Professors are admonished to be sensitive to students’ emotional and psychological needs, even to the extent of changing the way they teach and the material they teach in order to cater to the weakest and most fragile of their charges. Not to do so will often lead to punitive action on the part of university officials against faculty “dissidents.” Meanwhile the better students are sacrificed in favor of the mediocre and the clamorous. We have arrived at a state where the educational transaction between teacher and student has been crippled by the faux dispensation of academic “justice.”
In my day as a teacher we did not live in terror of our students. We had more than our share of dysfunctional students, but the atmosphere was generally cordial and qualified by a spirit of workable reciprocity. We did not have to mollycoddle the tiffany legion spooked by their own shadows -- since they did not detectably exist. The minim of violent students was summarily shown the door. True, some of our students -- drastically fewer than the current crop of petitioners -- suffered from actual and visible disabilities, and we accommodated them without administrative interference or threat of sanctions. None of us found ourselves facing a Human Rights Tribunal or the peril of suspension for a nothingburger. We did not mince our words and watch our language lest we be arraigned on charges of “hate speech” or giving offence.

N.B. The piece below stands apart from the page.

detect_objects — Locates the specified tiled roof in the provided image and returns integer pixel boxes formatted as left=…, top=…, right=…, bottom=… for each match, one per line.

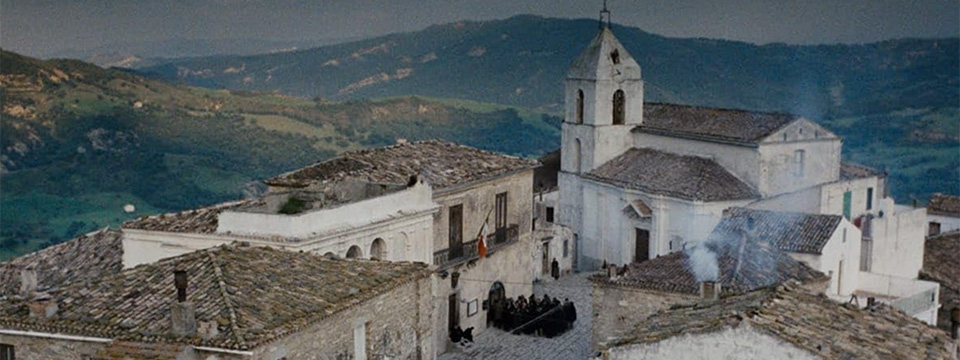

And since we were professionals, we taught as we saw fit, without “social justice” oversight.
Moreover, in my time as a student we had no such advantages as pertain to the ludicrous and self-indulgent pronominalists -- “he” and “she” were good enough for us. The vast precipitation of “snowflakes” deliquescing in “safe spaces” would have been utterly foreign to us. The masked marauders invading classroom and campus, had there been any, would have been immediately arrested. And the cohort of the putative and multitudinous “disabled” -- now approximately one out of ten students by my count -- who are provided with an armory of special devices and exemptions that make a mockery of genuine learning would have been laughed off the premises.